Wotherspoon assures parents that concern about access to sexual material is valid, but that it should not overshadow or limit what is taught in medically informed, age-appropriate sex education. 

It’s also important to remember that youth can easily encounter explicit sexual material. Viewing this material, especially without receiving fact-based education, can lead to many negative sexual health outcomes, such as affirming negative stereotypes about gender and sex or creating unrealistic attitudes about consent.

“I’m a parent as well, and I get it. But when we have frank conversations about how we keep kids safe in this landscape, it’s really hard to start those conversations with parents who really didn’t get that education themselves, either,” Wotherspoon adds.

Trans- and queer-inclusive education

For a long time, I didn’t have words to explain my sexuality and gender, or lack thereof. I was simply never taught. Kids in Saskatchewan deserve better. They deserve to learn about how their bodies work and be supported when they change their pronouns or express their gender identities at school. 

Organizations such as the Sex Information & Education Council of Canada (SIECCAN) have led research in Canada about sexual health education and what it should look like in Canadian schools. They have developed numerous reports and resources to help educators and policymakers determine the appropriate direction for sex ed. According to SIECCAN’s research, children want better, more comprehensive sex education. Instead, the Saskatchewan government is putting forward policies that will continue to prevent youth from accessing the education they desire. 

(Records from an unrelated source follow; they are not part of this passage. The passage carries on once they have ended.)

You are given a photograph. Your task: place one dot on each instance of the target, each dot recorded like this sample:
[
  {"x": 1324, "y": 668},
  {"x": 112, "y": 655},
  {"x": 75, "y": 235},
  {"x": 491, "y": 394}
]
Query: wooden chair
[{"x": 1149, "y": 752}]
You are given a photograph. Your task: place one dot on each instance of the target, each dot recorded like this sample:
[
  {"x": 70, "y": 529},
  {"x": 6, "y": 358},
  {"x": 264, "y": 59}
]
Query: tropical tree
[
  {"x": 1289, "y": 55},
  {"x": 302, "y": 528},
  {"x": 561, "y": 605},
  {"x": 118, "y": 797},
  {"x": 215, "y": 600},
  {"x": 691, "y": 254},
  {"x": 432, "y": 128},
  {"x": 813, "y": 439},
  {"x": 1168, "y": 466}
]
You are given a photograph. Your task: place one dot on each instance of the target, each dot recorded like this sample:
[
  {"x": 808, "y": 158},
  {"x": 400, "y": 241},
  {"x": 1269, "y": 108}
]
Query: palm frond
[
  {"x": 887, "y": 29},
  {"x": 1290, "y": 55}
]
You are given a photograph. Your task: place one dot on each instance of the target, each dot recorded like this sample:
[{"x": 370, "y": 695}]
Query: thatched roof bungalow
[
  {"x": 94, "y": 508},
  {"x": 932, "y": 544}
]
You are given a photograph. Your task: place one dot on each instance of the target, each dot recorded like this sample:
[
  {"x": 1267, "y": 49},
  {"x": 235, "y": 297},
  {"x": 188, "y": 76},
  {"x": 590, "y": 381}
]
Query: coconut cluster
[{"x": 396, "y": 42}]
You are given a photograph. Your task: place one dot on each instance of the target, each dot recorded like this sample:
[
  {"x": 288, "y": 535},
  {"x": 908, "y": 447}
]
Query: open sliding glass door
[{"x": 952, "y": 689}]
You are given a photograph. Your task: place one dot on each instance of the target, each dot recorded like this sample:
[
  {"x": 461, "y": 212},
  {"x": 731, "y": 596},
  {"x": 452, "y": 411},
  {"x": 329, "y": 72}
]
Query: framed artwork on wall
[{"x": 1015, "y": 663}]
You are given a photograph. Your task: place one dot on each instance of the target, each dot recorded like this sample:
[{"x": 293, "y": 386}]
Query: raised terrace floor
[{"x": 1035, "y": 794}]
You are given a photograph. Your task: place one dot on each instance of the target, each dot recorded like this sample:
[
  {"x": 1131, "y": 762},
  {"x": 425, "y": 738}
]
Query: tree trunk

That education should start early, according to Wotherspoon, building on concepts over time.

“[Starting to teach] in kindergarten, with concepts of bodily autonomy and about how to ask for consent,” can be beneficial, she says.  “And that doesn’t necessarily mean during sex. It can mean during play, it can mean when you’re roughhousing on the playground. Then building those concepts year after year until you end up with a youth who understands those concepts on a much broader level […] then building into communication about safe sex practices.”

The parental inclusion and consent policies are not for the children; they serve the adults who have never taken the time to educate themselves on healthy sexual dynamics. By allowing fear to dictate our sexual health policies and practices, the provincial government is saying it sees no problems with the current high rates of STIs, intimate partner violence, and violence against 2SLGBTQIA+ youth. It is disturbing and enraging that the discomfort of some parents is more important than ensuring all youth, but especially trans and queer youth, have access to sex education that affirms them and supports them so they can lead safer, healthier, happier lives.


Emilie Wren is a journalism and Indigenous communication arts student at the University of Regina and First Nations University respectively.